[Open-bio-l] More FASTQ examples for cross project testing

Tue Aug 25 11:24:27 UTC 2009

Hi all,

I've been chatting with Peter Rice (EMBOSS) and Chris Fields (BioPerl)
off list about this plan. I'm going to co-ordinate putting together a
set of valid FASTQ files for shared testing (to supplement the
existing set of invalid FASTQ files already done and being used in
Biopython and BioPerl's unit tests - and hopefully with EMBOSS soon).

What I have in mind is:

XXX_original_YYY.fastq - sample input
XXX_as_sanger.fastq - reference output
XXX_as_solexa.fastq - reference output
XXX_as_illumina.fastq - reference output

where XXX is some name (e.g. wrapped1, wrapped2, shortreads,
longreads, sanger_full_range, solexa_full_range ...) and YYY is the
FASTQ variant (sanger, solexa or illumina) for the "input" file.

For example, we might have:

wrapped1_original_sanger.fastq - A Sanger FASTQ using line wrapping,
perhaps repeating the title on the plus lines
wrapped1_as_sanger.fastq - The same data but using the consensus of no
line wrapping and omitting the repeated title on the plus lines.
wrapped1_as_solexa.fastq - As above, but converted in Solexa scores
(ASCII offset 64), with capping at Solexa 62 (ASCII 126).
wrapped1_as_illumina.fastq - As above, but converted to Illumina ASCII
offset 64, with capping at PHRED 62 (ASCII 126).

Here "wrapped1" would be a Sanger FASTQ file with some line wrapping
(e.g. at 60 characters).
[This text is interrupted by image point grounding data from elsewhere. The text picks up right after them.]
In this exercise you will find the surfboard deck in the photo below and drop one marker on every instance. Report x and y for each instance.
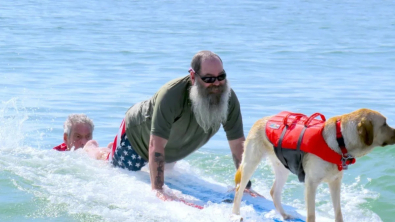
(199, 193)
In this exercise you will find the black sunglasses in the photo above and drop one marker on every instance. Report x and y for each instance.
(211, 79)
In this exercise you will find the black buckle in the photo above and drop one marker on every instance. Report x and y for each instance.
(346, 158)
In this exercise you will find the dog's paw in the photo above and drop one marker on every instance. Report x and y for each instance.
(235, 218)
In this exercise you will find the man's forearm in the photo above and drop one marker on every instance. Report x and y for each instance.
(156, 164)
(236, 160)
(157, 161)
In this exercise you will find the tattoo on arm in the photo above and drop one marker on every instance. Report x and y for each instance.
(236, 161)
(160, 161)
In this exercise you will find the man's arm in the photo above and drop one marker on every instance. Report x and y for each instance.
(236, 147)
(157, 161)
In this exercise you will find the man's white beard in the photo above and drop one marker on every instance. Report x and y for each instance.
(210, 109)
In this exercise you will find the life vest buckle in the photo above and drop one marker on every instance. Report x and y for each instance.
(347, 159)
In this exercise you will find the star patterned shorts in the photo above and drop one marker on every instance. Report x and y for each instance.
(123, 155)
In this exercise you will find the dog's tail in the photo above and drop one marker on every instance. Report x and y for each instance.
(238, 178)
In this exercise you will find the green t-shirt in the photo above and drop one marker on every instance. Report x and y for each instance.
(168, 114)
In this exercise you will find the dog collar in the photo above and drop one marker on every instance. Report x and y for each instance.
(346, 158)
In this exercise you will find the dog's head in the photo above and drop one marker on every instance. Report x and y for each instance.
(371, 129)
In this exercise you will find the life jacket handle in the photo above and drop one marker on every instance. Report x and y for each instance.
(297, 115)
(306, 124)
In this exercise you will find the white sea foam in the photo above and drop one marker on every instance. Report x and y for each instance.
(72, 184)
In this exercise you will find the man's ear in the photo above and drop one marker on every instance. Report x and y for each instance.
(65, 138)
(365, 131)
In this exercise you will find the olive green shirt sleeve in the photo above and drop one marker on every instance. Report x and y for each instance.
(234, 124)
(165, 110)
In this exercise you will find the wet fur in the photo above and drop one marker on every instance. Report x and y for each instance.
(362, 130)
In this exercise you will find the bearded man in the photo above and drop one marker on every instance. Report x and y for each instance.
(179, 119)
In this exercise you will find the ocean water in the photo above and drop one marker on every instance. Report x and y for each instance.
(101, 57)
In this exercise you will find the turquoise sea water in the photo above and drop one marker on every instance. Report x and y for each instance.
(100, 57)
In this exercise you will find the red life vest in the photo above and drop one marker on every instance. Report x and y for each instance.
(298, 133)
(61, 147)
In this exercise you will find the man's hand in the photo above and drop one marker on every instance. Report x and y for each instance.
(163, 196)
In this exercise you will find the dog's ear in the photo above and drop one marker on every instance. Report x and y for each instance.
(365, 131)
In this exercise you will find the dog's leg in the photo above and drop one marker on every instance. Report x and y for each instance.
(281, 175)
(334, 187)
(252, 156)
(310, 192)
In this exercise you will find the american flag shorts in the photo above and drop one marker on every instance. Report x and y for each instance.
(123, 155)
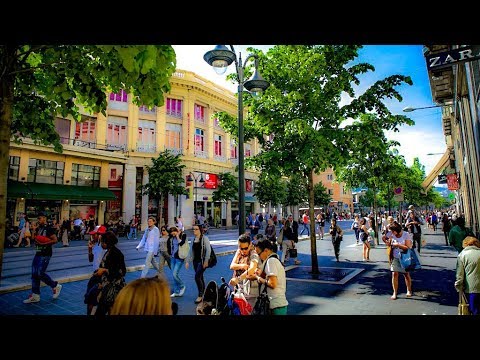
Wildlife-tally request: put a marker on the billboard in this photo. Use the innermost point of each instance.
(211, 181)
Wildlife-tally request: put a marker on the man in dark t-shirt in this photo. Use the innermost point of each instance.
(44, 237)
I will include "sanger_full_range" which
would cover all the valid PHRED scores from 0 to 93, and similarly for
Solexa and Illumina files - these are important for testing the score
conversions. I have some ideas for deliberately tricky (but valid)
files which should properly test any parser.
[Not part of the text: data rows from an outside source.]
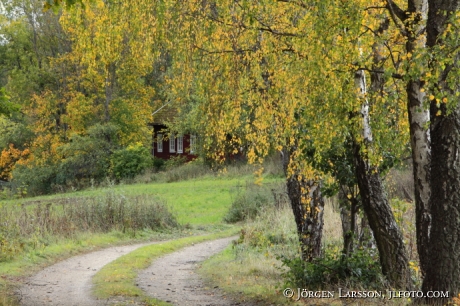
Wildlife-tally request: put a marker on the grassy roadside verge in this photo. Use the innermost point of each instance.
(118, 278)
(13, 272)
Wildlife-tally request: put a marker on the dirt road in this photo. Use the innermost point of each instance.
(68, 283)
(170, 278)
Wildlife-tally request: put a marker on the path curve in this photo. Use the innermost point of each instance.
(68, 283)
(172, 278)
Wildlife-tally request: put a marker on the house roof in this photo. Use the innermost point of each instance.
(164, 114)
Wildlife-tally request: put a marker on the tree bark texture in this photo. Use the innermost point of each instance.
(388, 237)
(308, 207)
(443, 273)
(348, 216)
(420, 141)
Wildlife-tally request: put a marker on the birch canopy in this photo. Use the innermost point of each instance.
(273, 72)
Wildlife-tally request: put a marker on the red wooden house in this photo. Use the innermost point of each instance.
(166, 144)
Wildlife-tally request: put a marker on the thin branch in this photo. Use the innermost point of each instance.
(398, 16)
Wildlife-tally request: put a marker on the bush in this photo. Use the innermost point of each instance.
(130, 161)
(158, 163)
(175, 162)
(33, 179)
(360, 270)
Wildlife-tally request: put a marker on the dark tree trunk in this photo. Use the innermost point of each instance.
(348, 213)
(419, 133)
(443, 273)
(308, 207)
(388, 237)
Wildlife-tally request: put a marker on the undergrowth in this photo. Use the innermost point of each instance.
(24, 227)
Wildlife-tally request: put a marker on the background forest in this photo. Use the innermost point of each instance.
(343, 90)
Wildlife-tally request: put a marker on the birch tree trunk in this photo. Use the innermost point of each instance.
(419, 118)
(388, 237)
(308, 207)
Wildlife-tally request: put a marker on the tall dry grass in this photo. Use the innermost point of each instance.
(33, 226)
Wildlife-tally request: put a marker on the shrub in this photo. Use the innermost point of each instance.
(360, 270)
(130, 161)
(175, 162)
(158, 163)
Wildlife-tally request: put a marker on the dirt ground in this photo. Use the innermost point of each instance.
(170, 278)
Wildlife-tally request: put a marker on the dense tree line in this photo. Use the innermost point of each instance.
(341, 88)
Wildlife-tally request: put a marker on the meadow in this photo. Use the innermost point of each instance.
(184, 205)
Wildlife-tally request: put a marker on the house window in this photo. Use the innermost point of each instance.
(172, 144)
(160, 143)
(192, 144)
(180, 144)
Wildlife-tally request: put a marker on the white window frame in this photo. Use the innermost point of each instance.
(172, 144)
(160, 143)
(180, 144)
(192, 144)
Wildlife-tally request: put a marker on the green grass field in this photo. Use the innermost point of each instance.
(199, 206)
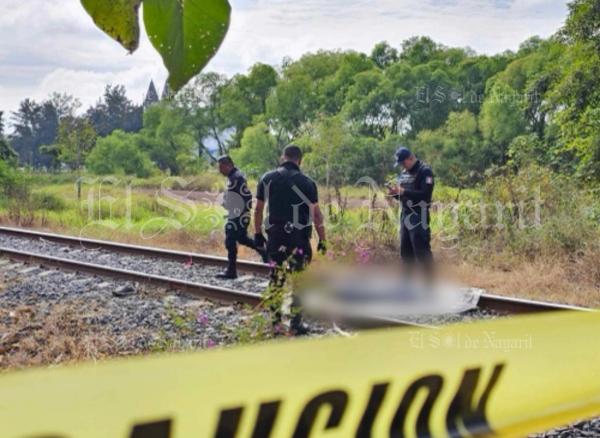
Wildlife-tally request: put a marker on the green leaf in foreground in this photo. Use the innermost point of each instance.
(186, 33)
(118, 18)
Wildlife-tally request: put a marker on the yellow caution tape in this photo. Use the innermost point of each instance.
(505, 377)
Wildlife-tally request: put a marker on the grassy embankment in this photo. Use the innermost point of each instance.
(522, 235)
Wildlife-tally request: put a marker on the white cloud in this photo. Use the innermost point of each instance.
(52, 45)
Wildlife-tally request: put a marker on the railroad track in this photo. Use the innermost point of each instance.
(488, 302)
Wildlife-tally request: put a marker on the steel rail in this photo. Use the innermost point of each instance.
(216, 293)
(518, 306)
(182, 256)
(497, 303)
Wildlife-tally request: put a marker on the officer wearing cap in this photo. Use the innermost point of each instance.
(238, 203)
(414, 190)
(293, 209)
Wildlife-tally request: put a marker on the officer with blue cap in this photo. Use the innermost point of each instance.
(414, 190)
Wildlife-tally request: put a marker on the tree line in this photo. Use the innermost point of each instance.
(462, 112)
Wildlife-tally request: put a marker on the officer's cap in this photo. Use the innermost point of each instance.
(402, 154)
(226, 159)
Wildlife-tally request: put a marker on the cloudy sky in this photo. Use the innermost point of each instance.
(52, 45)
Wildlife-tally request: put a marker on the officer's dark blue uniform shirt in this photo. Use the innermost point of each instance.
(238, 198)
(418, 187)
(289, 193)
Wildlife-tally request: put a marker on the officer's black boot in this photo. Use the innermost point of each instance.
(227, 275)
(231, 245)
(297, 327)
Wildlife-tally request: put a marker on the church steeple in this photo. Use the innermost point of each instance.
(167, 93)
(151, 95)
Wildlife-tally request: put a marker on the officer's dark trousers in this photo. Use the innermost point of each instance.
(415, 241)
(294, 247)
(236, 231)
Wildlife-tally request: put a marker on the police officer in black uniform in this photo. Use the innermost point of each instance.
(238, 203)
(293, 209)
(414, 190)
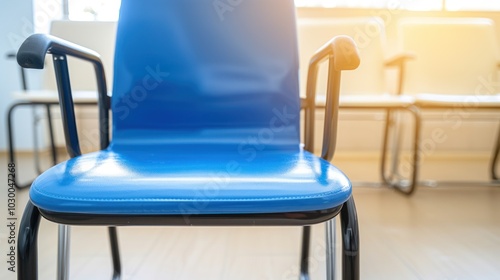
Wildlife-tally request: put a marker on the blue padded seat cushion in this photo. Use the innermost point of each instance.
(148, 181)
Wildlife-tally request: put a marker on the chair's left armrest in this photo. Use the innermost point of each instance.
(342, 54)
(399, 61)
(32, 54)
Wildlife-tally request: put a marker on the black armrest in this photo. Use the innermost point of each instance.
(342, 54)
(32, 53)
(24, 82)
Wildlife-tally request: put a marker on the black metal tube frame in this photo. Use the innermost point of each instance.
(10, 131)
(32, 54)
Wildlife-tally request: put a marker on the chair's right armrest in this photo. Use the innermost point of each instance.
(342, 54)
(399, 61)
(32, 54)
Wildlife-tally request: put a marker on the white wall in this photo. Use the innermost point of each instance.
(16, 23)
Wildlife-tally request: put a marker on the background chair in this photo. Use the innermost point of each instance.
(364, 89)
(98, 36)
(455, 69)
(205, 129)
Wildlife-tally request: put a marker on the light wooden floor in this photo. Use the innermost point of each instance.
(449, 232)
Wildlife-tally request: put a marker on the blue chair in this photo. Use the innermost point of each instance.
(205, 129)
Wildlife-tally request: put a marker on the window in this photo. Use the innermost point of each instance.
(47, 10)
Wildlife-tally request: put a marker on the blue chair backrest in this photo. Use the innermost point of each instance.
(205, 71)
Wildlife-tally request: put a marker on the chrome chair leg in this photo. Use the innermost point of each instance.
(397, 138)
(304, 258)
(115, 253)
(494, 159)
(330, 249)
(350, 241)
(63, 253)
(27, 248)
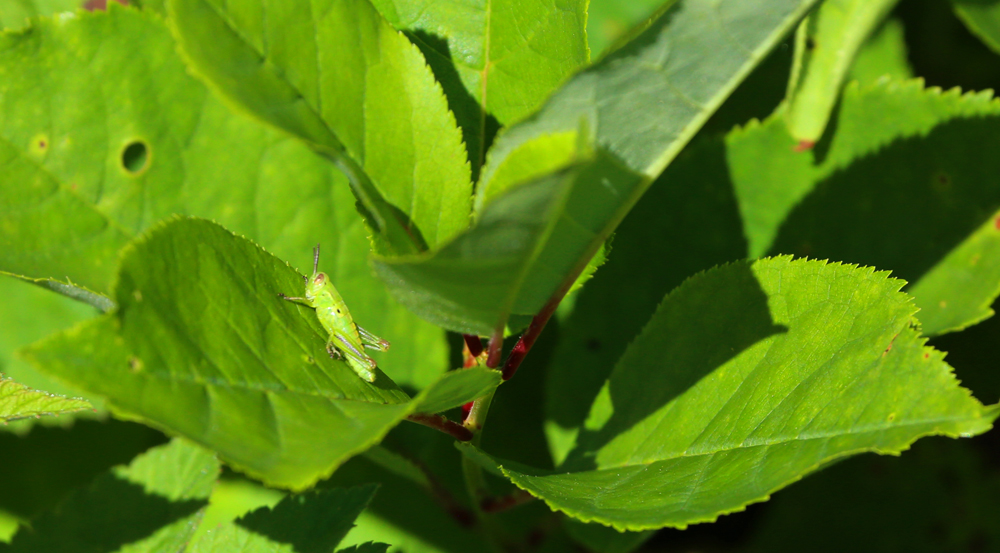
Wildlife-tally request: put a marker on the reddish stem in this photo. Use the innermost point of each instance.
(443, 424)
(474, 344)
(504, 502)
(495, 348)
(462, 516)
(527, 339)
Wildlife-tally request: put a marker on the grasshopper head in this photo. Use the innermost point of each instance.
(315, 285)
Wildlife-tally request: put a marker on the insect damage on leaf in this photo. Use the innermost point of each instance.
(347, 339)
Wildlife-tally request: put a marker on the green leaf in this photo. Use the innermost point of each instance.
(609, 20)
(938, 497)
(27, 314)
(654, 251)
(288, 198)
(929, 159)
(982, 18)
(883, 55)
(825, 46)
(202, 346)
(601, 539)
(681, 76)
(509, 56)
(314, 522)
(99, 301)
(15, 14)
(151, 505)
(407, 514)
(772, 368)
(336, 75)
(455, 388)
(367, 547)
(17, 401)
(474, 283)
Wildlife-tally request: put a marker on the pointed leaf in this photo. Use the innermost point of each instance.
(654, 250)
(336, 75)
(772, 369)
(17, 401)
(825, 47)
(982, 18)
(509, 55)
(474, 283)
(610, 20)
(458, 387)
(367, 547)
(883, 55)
(314, 522)
(931, 158)
(676, 76)
(152, 505)
(288, 199)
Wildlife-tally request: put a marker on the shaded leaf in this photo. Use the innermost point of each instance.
(40, 468)
(509, 56)
(937, 497)
(336, 75)
(151, 505)
(17, 401)
(202, 160)
(314, 522)
(473, 284)
(609, 20)
(654, 250)
(637, 128)
(772, 368)
(455, 388)
(405, 513)
(203, 346)
(29, 313)
(900, 154)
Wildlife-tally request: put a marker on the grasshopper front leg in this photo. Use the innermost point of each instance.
(371, 341)
(300, 301)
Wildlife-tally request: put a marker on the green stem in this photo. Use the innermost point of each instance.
(475, 480)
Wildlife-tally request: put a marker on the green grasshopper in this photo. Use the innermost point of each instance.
(346, 338)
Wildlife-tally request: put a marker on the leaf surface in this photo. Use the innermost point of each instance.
(982, 18)
(930, 159)
(312, 522)
(16, 13)
(202, 346)
(336, 75)
(17, 401)
(457, 387)
(639, 106)
(771, 368)
(825, 47)
(202, 160)
(151, 505)
(509, 55)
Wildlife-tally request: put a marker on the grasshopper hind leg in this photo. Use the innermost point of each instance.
(363, 365)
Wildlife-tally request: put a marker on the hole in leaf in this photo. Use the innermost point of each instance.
(134, 157)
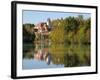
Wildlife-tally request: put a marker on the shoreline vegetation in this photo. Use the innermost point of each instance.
(70, 30)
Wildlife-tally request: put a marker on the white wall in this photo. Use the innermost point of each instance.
(5, 40)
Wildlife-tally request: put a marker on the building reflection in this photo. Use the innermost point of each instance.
(42, 53)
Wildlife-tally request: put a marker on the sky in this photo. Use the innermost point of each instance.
(34, 17)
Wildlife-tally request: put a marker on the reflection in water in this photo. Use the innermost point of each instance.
(44, 55)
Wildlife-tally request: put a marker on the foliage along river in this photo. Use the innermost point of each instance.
(49, 55)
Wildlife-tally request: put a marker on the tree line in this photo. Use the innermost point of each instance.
(71, 30)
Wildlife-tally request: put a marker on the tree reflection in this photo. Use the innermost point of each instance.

The point is we have "perhaps odd but valid" originals, plus the
"cleaned up" versions (using the same FASTQ variant), and "cleaned up"
versions in the other two FASTQ variants.

Ideally asking Biopython/BioPerl/EMBOSS to convert the
XXX_original_YYY.fastq files into any of the three FASTQ variants will
give exactly the same as the reference outputs.
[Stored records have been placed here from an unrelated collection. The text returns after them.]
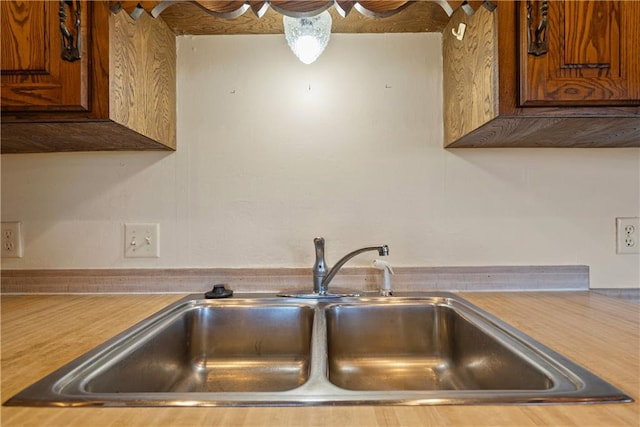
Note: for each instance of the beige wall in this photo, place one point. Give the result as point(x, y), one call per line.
point(273, 152)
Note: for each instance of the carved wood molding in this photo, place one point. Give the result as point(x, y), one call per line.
point(299, 8)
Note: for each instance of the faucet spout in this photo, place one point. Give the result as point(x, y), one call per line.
point(322, 275)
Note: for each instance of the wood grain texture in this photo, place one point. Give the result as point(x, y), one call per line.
point(278, 279)
point(142, 91)
point(548, 125)
point(221, 17)
point(592, 57)
point(34, 75)
point(470, 73)
point(103, 135)
point(139, 116)
point(41, 333)
point(187, 18)
point(554, 131)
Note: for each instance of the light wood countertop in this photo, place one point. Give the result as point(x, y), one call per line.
point(43, 332)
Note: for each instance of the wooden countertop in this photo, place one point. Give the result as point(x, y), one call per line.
point(43, 332)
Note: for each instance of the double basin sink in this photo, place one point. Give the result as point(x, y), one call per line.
point(417, 349)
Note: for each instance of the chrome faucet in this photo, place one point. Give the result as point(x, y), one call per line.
point(322, 275)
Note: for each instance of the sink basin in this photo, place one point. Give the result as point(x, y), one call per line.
point(415, 349)
point(206, 348)
point(422, 347)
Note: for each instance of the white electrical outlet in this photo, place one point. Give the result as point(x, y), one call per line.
point(141, 240)
point(628, 235)
point(11, 240)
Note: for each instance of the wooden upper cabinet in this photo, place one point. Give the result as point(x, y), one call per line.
point(592, 53)
point(120, 94)
point(584, 91)
point(34, 74)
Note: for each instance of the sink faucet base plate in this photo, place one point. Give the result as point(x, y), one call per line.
point(335, 293)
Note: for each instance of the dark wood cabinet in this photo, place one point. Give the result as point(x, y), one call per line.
point(593, 56)
point(583, 92)
point(34, 75)
point(120, 94)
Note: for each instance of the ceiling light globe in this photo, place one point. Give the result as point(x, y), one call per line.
point(308, 37)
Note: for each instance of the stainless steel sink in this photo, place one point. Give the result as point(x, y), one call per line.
point(413, 346)
point(260, 350)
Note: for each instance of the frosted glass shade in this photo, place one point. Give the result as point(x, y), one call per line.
point(307, 37)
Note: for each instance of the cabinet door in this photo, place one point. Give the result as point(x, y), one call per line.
point(35, 77)
point(592, 53)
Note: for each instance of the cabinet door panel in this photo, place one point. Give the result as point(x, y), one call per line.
point(592, 56)
point(34, 75)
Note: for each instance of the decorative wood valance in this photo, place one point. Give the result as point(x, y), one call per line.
point(258, 17)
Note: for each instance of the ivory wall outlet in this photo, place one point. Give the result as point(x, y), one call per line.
point(141, 240)
point(11, 240)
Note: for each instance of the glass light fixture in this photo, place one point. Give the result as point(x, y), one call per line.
point(307, 37)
If anyone has any comments or suggestions please speak up (e.g. my
suggested naming conventions).

Real life examples of FASTQ files anyone has had trouble parsing (even
with 3rd party tools) would be particularly useful - although we'd
probably want to cut down big example files in order to keep the
dataset to a reasonable size.

Thanks,

Peter